The Witcher 4 and Cyberpunk 2077 sequel are using stricter production rules, including stronger documentation standards and milestone gates. Those internal changes matter because Project Orion will be judged not only as a sequel, but also as a test of whether CD Projekt RED can deliver ambition without repeating the production and launch problems that hurt Cyberpunk 2077.
There is also renewed community interest around multiplayer. CD Projekt RED’s original multiplayer plans for Cyberpunk 2077 were cancelled after the studio redirected resources toward fixing the base game, but PC players are now watching CyberMP, a fan made multiplayer project that aims to let players explore Night City together. The official CyberMP page currently describes the project as coming soon in semi open beta.
Cyberpunk 2077 reaching 40 million sales is more than a commercial victory. It is a rare example of a damaged AAA release rebuilding itself into a long term franchise anchor through sustained technical work, premium expansion content, anime synergy, and continued platform support.
The most important lesson is that recovery requires more than patches. CD Projekt RED had to rebuild systems, repair performance, expand the world with Phantom Liberty, support new hardware, and keep the Cyberpunk brand alive through Edgerunners. That combination turned Night City from a warning sign into one of the strongest modern RPG ecosystems.
Still, the studio should not treat this milestone as a complete reset. The launch remains part of Cyberpunk 2077’s history, and Project Orion will carry that legacy into every trailer, preview, and review cycle.
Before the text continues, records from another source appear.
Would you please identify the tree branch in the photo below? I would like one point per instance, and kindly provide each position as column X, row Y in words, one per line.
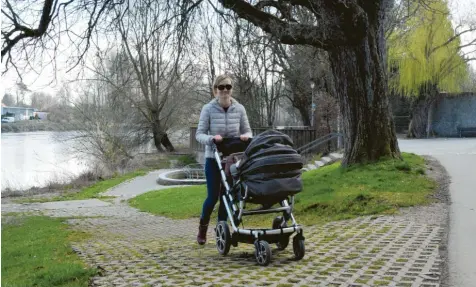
column 326, row 36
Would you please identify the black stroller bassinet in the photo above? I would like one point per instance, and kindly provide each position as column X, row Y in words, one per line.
column 268, row 172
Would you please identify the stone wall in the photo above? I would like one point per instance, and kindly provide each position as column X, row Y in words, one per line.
column 453, row 111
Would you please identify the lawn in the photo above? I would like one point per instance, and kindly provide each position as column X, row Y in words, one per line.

Players will expect stronger transparency, better platform readiness, and a launch that matches the scale of the marketing.
The opportunity is enormous. With Cyberpunk 2077 at 40 million sales, Cyberpunk: Edgerunners 2 arriving in Fall 2026, CyberMP keeping PC community interest alive, and Project Orion already positioned as the next major chapter, CD Projekt RED has turned Cyberpunk into a true multimedia franchise. The next challenge is making sure the sequel starts where Cyberpunk 2077 eventually ended, not where it began.
Has Cyberpunk 2077 fully earned its redemption after 40 million sales, or does CD Projekt RED still need Project Orion to prove the studio has truly changed?